Divide the data into train and test based on the 80 - 20 split using the approach discussed. You will have to save the data in a parquet file.

In [15]:
train_num_reviews_int = round(num_review_int *0.8)
train_num_reviews_int

74686

In [16]:
test_num_reviews_int = round(num_review_int *0.2)
test_num_reviews_int

18671

In [17]:
# Sort the interactions dataset in descending order of review date.
# Extract ```test_num_reviews_int``` most recent reviews.

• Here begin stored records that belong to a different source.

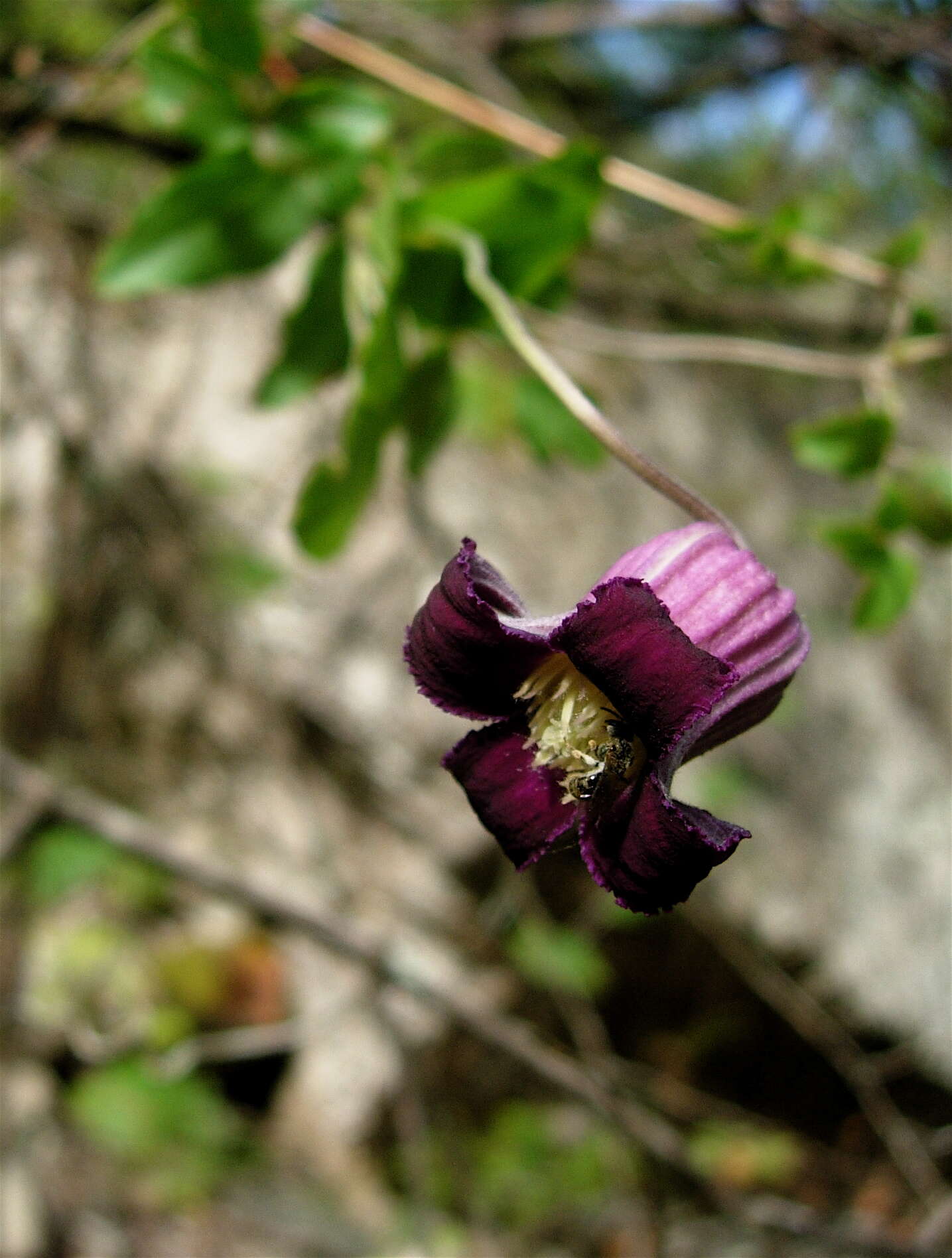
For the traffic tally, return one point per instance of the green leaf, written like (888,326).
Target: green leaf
(328,119)
(316,342)
(427,408)
(887,593)
(891,575)
(559,959)
(848,446)
(859,544)
(336,492)
(925,321)
(745,1156)
(537,1164)
(550,429)
(758,252)
(186,97)
(906,248)
(449,153)
(64,859)
(505,208)
(925,497)
(226,216)
(891,514)
(229,32)
(178,1134)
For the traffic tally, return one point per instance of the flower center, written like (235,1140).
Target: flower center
(577,731)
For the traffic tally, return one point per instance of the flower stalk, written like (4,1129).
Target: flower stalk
(512,326)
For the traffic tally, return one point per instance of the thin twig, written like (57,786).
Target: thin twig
(740,350)
(795,1004)
(545,143)
(381,960)
(523,342)
(560,18)
(233,1044)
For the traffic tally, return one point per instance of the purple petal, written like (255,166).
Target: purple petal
(460,654)
(519,804)
(731,605)
(623,640)
(650,851)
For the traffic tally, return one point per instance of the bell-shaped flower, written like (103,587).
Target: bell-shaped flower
(686,642)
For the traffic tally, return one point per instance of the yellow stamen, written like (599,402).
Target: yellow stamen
(575,730)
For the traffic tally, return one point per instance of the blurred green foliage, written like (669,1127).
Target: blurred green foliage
(890,575)
(540,1164)
(285,157)
(178,1137)
(66,859)
(742,1156)
(849,446)
(557,957)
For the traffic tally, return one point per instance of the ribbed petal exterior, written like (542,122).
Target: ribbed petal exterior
(730,605)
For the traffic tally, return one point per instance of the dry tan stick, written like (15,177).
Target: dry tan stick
(744,351)
(545,143)
(355,942)
(795,1004)
(513,328)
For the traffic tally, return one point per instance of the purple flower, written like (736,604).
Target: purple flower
(683,643)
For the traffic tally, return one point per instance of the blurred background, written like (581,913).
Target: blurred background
(268,987)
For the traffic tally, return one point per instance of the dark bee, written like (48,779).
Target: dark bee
(616,758)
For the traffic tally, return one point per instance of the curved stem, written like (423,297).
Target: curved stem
(523,342)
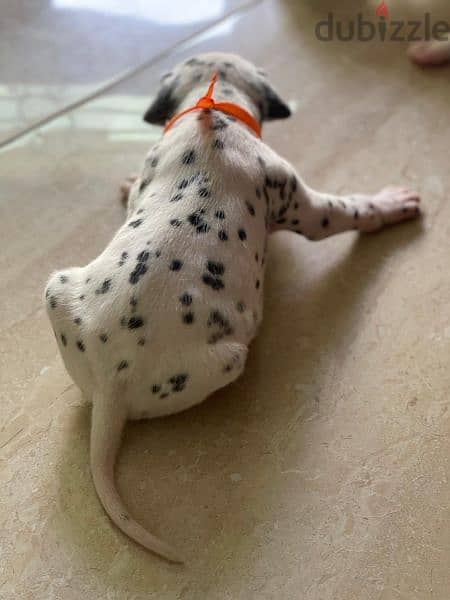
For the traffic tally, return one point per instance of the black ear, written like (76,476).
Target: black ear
(275,108)
(163,106)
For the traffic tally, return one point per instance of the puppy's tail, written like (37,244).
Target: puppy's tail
(108,420)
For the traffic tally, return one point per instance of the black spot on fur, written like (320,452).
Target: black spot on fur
(135,322)
(176,265)
(178,382)
(214,282)
(144,183)
(105,287)
(188,157)
(186,299)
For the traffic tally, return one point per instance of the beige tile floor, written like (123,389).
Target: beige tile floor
(323,473)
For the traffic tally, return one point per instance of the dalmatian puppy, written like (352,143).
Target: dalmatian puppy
(164,316)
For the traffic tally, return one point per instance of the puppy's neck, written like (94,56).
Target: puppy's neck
(223,92)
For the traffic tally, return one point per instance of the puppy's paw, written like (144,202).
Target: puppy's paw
(390,206)
(125,188)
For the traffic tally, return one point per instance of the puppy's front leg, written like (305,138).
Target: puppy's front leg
(317,215)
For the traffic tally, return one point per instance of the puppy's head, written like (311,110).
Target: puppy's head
(240,73)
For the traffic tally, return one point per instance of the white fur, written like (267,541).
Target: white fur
(156,359)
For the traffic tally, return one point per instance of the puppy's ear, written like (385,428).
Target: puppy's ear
(163,106)
(274,107)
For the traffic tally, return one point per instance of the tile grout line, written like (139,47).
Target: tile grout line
(127,74)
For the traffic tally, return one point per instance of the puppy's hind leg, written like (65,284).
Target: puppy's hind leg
(318,215)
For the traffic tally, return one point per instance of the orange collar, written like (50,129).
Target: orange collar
(228,108)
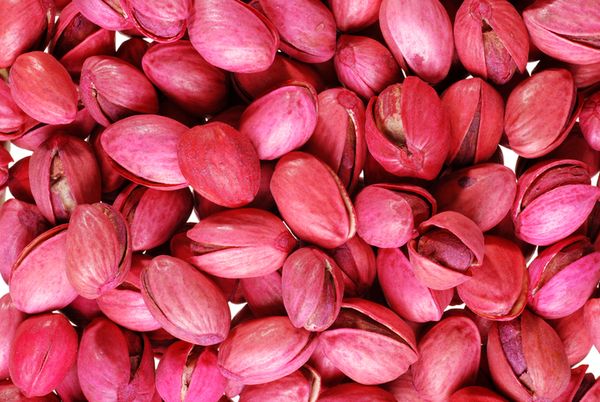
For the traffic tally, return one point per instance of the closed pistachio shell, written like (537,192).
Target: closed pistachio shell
(63,173)
(20,223)
(562,277)
(306,28)
(44,348)
(419,34)
(199,315)
(98,249)
(405,294)
(497,290)
(264,350)
(375,336)
(281,120)
(565,30)
(123,358)
(407,130)
(312,200)
(42,261)
(491,39)
(42,87)
(220,163)
(186,78)
(523,367)
(312,289)
(10,318)
(240,40)
(189,373)
(144,150)
(241,243)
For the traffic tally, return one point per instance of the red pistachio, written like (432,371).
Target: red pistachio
(220,163)
(264,350)
(476,113)
(112,89)
(115,364)
(43,261)
(553,199)
(44,349)
(306,27)
(312,200)
(540,112)
(491,39)
(405,294)
(354,59)
(565,30)
(449,358)
(185,77)
(125,305)
(144,150)
(42,87)
(312,289)
(562,277)
(189,373)
(522,366)
(419,34)
(241,243)
(372,334)
(281,121)
(407,130)
(98,249)
(449,247)
(387,214)
(240,40)
(64,173)
(199,315)
(498,289)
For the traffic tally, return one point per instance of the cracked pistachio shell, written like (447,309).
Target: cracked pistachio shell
(565,30)
(42,87)
(312,289)
(374,335)
(20,223)
(189,373)
(312,200)
(339,137)
(404,293)
(63,173)
(153,216)
(540,112)
(240,243)
(449,358)
(43,261)
(523,367)
(112,89)
(306,28)
(419,35)
(264,350)
(553,199)
(220,163)
(449,247)
(44,348)
(387,214)
(407,130)
(241,39)
(98,248)
(497,290)
(491,39)
(115,364)
(563,277)
(144,150)
(282,120)
(184,301)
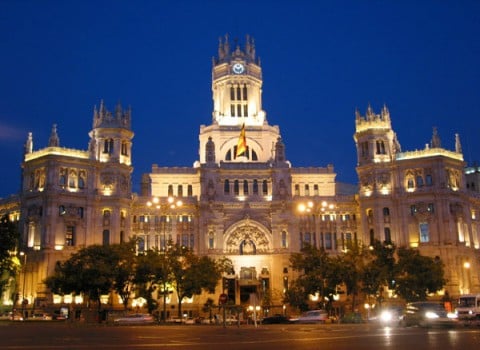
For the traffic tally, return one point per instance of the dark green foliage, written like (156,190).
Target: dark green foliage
(90,271)
(9,237)
(417,275)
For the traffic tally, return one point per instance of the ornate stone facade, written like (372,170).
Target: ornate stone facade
(254,208)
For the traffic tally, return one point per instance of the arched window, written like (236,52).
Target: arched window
(226,187)
(284,239)
(211,240)
(245,187)
(190,190)
(236,189)
(419,181)
(81,180)
(72,179)
(328,241)
(124,149)
(380,147)
(106,217)
(388,236)
(410,183)
(106,237)
(70,236)
(386,214)
(108,146)
(428,180)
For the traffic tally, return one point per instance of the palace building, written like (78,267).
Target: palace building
(242,198)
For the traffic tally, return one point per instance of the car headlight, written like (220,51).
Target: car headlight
(431,314)
(386,316)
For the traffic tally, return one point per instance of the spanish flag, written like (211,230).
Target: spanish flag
(242,142)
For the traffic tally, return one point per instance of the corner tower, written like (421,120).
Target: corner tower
(111,146)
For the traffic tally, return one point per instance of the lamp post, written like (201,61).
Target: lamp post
(164,210)
(24,300)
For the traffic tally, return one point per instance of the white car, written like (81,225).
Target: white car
(313,316)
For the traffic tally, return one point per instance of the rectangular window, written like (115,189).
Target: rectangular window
(328,240)
(431,207)
(424,232)
(70,236)
(106,237)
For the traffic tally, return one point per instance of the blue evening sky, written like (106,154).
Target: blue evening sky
(321,60)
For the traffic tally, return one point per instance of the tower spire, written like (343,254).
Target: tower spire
(54,141)
(458,145)
(435,142)
(29,144)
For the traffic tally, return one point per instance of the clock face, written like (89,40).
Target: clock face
(238,68)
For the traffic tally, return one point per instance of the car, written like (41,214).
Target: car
(313,316)
(390,315)
(276,319)
(189,320)
(175,319)
(427,314)
(135,319)
(41,316)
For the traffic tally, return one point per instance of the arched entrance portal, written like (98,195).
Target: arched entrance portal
(247,240)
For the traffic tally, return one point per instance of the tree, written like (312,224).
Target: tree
(124,270)
(191,274)
(379,270)
(317,274)
(208,307)
(9,237)
(417,275)
(351,267)
(151,271)
(88,272)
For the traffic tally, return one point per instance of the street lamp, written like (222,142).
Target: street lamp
(164,210)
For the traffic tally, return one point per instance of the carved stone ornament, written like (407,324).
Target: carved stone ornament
(247,239)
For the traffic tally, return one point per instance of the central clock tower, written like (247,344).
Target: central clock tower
(237,85)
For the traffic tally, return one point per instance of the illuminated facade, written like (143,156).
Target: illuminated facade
(252,206)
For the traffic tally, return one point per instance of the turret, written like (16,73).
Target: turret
(376,142)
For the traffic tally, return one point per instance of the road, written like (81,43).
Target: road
(52,335)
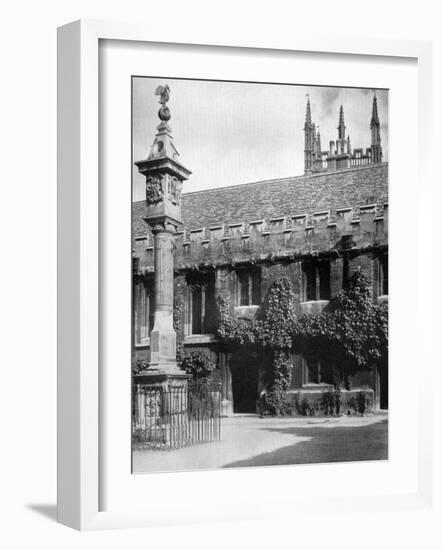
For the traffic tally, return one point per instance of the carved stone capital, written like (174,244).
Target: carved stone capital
(154,189)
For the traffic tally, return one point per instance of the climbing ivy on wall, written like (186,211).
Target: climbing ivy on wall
(271,334)
(351,334)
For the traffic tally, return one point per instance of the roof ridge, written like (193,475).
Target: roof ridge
(280,180)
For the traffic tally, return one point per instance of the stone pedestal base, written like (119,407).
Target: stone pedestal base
(227,408)
(161,407)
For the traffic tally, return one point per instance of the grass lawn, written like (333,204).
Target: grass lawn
(326,444)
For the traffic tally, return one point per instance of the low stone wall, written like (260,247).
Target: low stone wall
(322,401)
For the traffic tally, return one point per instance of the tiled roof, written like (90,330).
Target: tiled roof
(281,197)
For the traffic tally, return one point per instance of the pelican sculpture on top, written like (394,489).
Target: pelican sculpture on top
(164,113)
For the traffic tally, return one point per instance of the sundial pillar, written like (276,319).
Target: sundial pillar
(164,181)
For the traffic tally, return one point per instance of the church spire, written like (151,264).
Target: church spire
(310,138)
(308,119)
(376,150)
(341,125)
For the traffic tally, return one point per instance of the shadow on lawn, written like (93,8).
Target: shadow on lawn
(335,444)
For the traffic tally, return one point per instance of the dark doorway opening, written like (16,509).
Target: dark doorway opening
(244,370)
(384,387)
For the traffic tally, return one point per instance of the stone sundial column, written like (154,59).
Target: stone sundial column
(164,181)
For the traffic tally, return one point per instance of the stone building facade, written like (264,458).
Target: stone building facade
(315,229)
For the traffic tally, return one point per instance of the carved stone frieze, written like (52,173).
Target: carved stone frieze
(154,190)
(174,190)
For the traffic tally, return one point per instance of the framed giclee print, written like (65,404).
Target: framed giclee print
(230,260)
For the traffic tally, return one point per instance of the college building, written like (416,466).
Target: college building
(315,229)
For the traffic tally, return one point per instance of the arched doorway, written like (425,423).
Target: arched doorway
(244,371)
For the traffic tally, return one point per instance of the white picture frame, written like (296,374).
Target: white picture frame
(79,411)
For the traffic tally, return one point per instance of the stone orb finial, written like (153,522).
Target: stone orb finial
(164,113)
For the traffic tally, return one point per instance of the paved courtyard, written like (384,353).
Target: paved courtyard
(250,441)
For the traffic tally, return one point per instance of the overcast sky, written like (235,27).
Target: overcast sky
(229,133)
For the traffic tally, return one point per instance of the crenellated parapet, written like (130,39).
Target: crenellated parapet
(284,238)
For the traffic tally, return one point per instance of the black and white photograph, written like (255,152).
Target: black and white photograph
(259,274)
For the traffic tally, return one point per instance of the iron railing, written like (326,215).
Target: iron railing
(175,418)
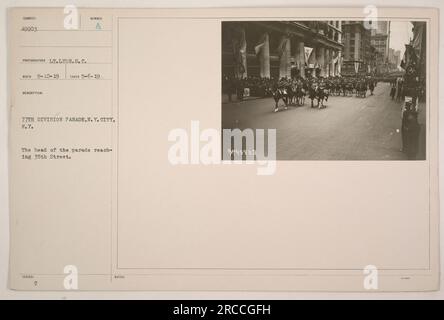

temp_ratings_df = (raw_ratings_df.sort("review_date", ascending=False)
                                 .limit(test_num_reviews_int)
                  )

In [18]:
assert temp_ratings_df.count()  == 18671
assert raw_recipes_df.collect()[11][4] <= raw_recipes_df.collect()[10][4]

In [19]:
temp_ratings_df.collect()[-1][4]

'2011-07-17'

Split the data into two parts before and after 2011-07-17.

- All reviews in the ratings data after 2011-07-17 will not exsist in the training set.
- For all future predictions the date will be set at 2011-07-18.   

In [20]:
# Join raw_recipes and raw_ratings
# Use recipe_id as the key to join these dataframes
# The resulting dataframe must have all rows from the raw_ratings dataframe.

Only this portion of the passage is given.